While my face was contorted into an obvious grimace I was told the doctor would be in to evaluate me.  She entered the room, looked at my chart and without much hesitation told me I was having an adverse reaction to the medication and  I was experiencing uterine hyperstimulation.  My poor uterus was going into overdrive.  With this comes a possibility of fetal heart rate abnormalities, uterine rupture or placental abruption.  She did not tell me any of that at the time and instead discarded the last 3 doses of medication I was to receive.  She even gave me the sweet relief of an epidural far sooner than I would have expected, or had written in my birth plan.

After I received the epi it was smooth sailing.  My body was doing what is supposed to and progressing quickly.  My water broke in my sleep and the tingling numbness in my lower half was welcomed.  In the early morning hours I was checked one last time and told that I was ready to push.
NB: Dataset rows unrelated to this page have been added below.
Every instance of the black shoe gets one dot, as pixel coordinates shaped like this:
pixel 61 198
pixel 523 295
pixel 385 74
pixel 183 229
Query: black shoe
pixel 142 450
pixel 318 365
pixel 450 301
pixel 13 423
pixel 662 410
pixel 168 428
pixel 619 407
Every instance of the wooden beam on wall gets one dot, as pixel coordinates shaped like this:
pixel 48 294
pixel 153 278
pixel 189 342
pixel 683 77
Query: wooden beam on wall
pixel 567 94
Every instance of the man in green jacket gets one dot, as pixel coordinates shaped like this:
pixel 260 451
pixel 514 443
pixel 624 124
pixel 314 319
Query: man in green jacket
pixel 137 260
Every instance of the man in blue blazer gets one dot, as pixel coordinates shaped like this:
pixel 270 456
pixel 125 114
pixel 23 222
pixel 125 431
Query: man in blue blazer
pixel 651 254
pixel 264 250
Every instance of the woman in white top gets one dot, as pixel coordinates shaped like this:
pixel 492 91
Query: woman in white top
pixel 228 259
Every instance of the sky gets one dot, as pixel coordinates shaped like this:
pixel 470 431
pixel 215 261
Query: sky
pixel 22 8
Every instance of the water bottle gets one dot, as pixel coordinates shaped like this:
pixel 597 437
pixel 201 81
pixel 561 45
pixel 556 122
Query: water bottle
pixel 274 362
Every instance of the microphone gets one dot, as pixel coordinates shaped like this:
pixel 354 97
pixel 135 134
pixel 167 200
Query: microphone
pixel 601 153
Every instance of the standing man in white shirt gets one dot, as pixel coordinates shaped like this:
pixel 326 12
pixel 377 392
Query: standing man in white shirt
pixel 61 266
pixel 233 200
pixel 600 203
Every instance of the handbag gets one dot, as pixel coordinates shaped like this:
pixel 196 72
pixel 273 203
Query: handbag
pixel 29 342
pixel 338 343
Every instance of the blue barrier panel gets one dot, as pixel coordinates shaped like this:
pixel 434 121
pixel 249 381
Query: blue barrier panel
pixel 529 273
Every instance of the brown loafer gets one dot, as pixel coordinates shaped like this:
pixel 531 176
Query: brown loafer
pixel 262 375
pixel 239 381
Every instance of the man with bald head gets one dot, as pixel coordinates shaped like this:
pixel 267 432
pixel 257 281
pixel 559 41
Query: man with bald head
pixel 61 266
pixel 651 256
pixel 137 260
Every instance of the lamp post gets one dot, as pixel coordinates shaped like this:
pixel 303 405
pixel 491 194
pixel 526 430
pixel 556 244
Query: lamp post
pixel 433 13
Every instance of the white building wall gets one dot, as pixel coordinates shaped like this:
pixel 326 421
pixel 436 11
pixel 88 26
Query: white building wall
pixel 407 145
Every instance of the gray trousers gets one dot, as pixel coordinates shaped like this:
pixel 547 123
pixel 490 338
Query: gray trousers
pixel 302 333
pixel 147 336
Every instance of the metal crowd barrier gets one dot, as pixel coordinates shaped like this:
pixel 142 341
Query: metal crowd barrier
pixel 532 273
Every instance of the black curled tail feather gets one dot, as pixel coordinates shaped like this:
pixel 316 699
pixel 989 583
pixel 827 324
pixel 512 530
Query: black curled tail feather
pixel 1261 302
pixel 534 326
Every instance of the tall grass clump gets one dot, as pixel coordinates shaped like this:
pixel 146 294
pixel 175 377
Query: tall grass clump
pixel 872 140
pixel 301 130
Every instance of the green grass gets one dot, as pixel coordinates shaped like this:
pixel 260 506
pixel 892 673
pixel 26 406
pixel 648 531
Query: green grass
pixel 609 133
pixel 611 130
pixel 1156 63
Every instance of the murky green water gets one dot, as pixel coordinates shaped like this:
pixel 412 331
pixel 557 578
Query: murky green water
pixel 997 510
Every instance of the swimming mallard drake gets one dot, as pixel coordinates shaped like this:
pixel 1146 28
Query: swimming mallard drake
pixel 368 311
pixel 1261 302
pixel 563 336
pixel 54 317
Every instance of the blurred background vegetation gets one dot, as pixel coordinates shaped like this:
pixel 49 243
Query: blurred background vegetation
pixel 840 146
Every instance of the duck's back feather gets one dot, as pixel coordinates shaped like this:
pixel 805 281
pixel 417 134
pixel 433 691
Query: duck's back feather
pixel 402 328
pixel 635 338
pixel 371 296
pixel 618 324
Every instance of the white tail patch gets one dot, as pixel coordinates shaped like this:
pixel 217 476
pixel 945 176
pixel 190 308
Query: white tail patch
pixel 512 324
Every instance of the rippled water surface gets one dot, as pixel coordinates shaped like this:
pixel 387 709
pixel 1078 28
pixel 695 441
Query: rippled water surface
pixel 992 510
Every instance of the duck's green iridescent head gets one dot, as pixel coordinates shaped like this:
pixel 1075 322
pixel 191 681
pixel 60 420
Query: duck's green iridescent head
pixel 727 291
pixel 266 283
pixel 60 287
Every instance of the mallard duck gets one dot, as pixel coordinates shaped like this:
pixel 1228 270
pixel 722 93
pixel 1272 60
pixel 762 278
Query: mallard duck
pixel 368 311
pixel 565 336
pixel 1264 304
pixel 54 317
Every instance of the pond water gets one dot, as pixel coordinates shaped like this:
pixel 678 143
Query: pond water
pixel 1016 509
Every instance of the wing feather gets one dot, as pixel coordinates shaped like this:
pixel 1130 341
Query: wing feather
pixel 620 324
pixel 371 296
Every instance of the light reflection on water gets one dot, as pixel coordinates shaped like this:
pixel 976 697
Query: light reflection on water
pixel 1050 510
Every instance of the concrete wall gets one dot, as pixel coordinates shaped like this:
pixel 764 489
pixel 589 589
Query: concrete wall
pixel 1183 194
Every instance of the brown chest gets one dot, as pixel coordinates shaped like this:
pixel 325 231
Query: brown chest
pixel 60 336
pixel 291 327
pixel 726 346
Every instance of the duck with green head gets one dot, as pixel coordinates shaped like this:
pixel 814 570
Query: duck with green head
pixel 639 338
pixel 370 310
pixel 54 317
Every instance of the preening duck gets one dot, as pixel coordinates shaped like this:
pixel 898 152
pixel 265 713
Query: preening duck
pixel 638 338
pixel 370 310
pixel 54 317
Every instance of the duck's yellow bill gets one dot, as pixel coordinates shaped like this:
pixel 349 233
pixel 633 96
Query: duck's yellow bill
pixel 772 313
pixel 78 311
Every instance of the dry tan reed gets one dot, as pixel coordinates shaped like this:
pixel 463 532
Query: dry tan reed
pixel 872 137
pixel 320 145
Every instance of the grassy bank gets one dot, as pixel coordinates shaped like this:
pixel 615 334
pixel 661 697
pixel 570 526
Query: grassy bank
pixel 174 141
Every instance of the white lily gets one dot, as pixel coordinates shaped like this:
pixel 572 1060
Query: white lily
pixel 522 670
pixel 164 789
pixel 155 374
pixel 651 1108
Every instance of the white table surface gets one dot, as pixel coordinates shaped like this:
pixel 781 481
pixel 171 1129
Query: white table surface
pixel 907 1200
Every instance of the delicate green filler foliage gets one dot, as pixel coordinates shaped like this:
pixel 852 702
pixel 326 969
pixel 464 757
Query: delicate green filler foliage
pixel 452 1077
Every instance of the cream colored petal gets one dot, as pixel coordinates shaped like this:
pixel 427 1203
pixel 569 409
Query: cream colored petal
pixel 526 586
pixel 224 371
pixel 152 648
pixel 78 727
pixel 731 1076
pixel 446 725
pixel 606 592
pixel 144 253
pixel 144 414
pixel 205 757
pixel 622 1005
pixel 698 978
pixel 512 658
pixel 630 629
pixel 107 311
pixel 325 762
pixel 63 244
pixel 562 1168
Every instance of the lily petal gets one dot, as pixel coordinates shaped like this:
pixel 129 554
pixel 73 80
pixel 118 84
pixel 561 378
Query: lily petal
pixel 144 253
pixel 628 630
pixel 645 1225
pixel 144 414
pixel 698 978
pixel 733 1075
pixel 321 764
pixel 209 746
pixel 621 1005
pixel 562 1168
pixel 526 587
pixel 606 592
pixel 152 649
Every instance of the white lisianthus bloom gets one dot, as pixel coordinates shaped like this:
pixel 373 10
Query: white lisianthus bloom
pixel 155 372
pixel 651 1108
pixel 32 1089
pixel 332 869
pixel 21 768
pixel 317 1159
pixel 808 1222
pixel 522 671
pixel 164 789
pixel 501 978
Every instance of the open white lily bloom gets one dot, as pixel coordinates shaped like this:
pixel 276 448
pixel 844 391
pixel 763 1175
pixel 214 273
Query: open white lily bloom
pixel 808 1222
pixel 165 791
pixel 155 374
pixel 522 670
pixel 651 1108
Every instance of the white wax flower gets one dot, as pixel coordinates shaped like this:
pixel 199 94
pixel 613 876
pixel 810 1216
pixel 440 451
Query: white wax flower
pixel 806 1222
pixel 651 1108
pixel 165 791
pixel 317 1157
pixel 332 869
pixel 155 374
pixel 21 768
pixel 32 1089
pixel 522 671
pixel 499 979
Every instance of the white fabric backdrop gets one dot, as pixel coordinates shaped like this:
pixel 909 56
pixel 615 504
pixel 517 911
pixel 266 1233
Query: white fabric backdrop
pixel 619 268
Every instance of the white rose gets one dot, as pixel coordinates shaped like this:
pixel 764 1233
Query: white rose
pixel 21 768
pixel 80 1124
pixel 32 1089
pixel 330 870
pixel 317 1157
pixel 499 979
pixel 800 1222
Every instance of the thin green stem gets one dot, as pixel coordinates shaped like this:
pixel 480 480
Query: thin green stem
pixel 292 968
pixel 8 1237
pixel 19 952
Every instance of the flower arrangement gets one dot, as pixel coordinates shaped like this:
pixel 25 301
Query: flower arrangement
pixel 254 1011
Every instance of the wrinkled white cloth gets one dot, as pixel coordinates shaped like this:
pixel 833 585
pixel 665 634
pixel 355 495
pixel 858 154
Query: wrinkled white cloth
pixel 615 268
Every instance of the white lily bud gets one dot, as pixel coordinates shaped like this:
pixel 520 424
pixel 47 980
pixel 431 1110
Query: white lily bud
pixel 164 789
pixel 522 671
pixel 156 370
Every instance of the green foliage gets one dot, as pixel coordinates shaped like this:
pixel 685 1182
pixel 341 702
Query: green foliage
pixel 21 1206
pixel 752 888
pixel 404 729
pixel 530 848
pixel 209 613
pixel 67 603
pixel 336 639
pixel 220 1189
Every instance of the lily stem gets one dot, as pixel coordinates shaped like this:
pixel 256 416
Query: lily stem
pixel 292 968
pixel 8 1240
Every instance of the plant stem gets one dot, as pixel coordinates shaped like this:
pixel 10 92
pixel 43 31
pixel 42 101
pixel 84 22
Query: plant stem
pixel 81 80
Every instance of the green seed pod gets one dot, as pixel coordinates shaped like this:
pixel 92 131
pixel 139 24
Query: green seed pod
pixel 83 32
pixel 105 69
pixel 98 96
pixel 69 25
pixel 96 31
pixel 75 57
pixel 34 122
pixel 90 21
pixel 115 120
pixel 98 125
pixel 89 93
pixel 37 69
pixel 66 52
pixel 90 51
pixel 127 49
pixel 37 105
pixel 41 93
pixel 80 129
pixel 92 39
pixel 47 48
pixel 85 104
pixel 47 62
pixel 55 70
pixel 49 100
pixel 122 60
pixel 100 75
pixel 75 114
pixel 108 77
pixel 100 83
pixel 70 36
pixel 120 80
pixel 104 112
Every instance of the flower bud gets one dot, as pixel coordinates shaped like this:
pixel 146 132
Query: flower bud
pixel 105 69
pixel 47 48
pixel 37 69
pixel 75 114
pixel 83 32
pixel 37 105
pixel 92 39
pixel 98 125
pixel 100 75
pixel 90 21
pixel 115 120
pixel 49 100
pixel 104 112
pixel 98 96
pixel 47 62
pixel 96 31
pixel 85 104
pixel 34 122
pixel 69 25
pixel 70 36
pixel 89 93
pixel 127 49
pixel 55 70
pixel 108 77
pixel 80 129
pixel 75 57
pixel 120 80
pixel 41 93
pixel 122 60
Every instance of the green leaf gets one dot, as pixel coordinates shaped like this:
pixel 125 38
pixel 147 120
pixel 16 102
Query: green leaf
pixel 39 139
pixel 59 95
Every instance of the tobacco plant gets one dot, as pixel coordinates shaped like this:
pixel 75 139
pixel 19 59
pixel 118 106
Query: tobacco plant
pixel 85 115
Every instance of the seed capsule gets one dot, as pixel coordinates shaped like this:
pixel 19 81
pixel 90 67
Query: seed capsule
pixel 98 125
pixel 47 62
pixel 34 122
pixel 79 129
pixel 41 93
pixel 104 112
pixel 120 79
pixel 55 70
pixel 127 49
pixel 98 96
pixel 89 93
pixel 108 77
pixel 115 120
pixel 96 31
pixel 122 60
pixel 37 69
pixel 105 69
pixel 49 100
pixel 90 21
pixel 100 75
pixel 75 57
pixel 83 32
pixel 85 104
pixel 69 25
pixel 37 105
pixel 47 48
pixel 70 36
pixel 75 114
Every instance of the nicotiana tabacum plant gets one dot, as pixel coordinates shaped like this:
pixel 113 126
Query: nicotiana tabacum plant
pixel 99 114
It took less than 30 minutes and a shrill cry filled the delivery room.  As designated in my birth plan the nurse immediately placed my son on my chest for skin-to-skin contact.  Through weary, soggy eyes I nuzzled into that tiny human all the while oblivious to the chaos ensuing around us. 

Blake was a dusty blue color, he wasn’t pink like other babies I had seen after birth.  His nostrils were flaring and he was having chest retractions.  My baby was struggling to breathe.  I only had my hands on him for a minute before he was being whisked away and handed off to several nurses I had never seen before.  Confused and worried I was searching their faces for an answer. 

More people entered my room; nurses, doctors, the NICU staff, a group of medical students all eagerly poking their noses around my son hoping for a good learning experience.  This was not what I planned.  It was not the calm, storybook moment shared only between a husband and wife.  It was nothing like the experiences of friends and family and the pictures I had seen on social media.

Their simple attempts at helping my son failed and they began suctioning fluid from his lungs in hopes it would raise his oxygen saturation and slow his respirations.  It did not.  By this time only minutes had past, but it felt like an eternity.  Blake was quickly rolled away and taken to the NICU.  My husband and I sat in the delivery room, which was now quiet and deserted.  I’ll never forget the feeling of complete helplessness that surrounded us.  There was an overwhelming feeling of longing, an itch I just couldn’t scratch.

My son was in the NICU for observation for 24 hours and thankfully, was doing much better.  His diagnosis of transient tachypnea was short-lived and he was breathing on his own.  Visiting the NICU was the most eye-opening experience I have ever had.  Searching for him in the rows of cribs and incubators I realized that while my experience was messy and unplanned, my son was safe.  He was safe and well and had fewer complications than many of the children he was neighbors with that day.  It was hard to smile with relief at my son while watching the faces of parents whose children were not ready to be taken home.  It was in those moments that I realized how truly blessed we were and how naive I had been.  

Birth plans can be a great tool to give moms a sense of calm and control in an uncontrollable situation.  But, if I could do it over I would lower my expectations for a perfect birth experience and throw my plan out the window.  It taught me that we are not our experiences, but we are what we learn from them.  I now have a little more wisdom and a lot more patience for the things in life that are out of my control.

How do you feel about birth plans?  Did yours help you prepare for the big day?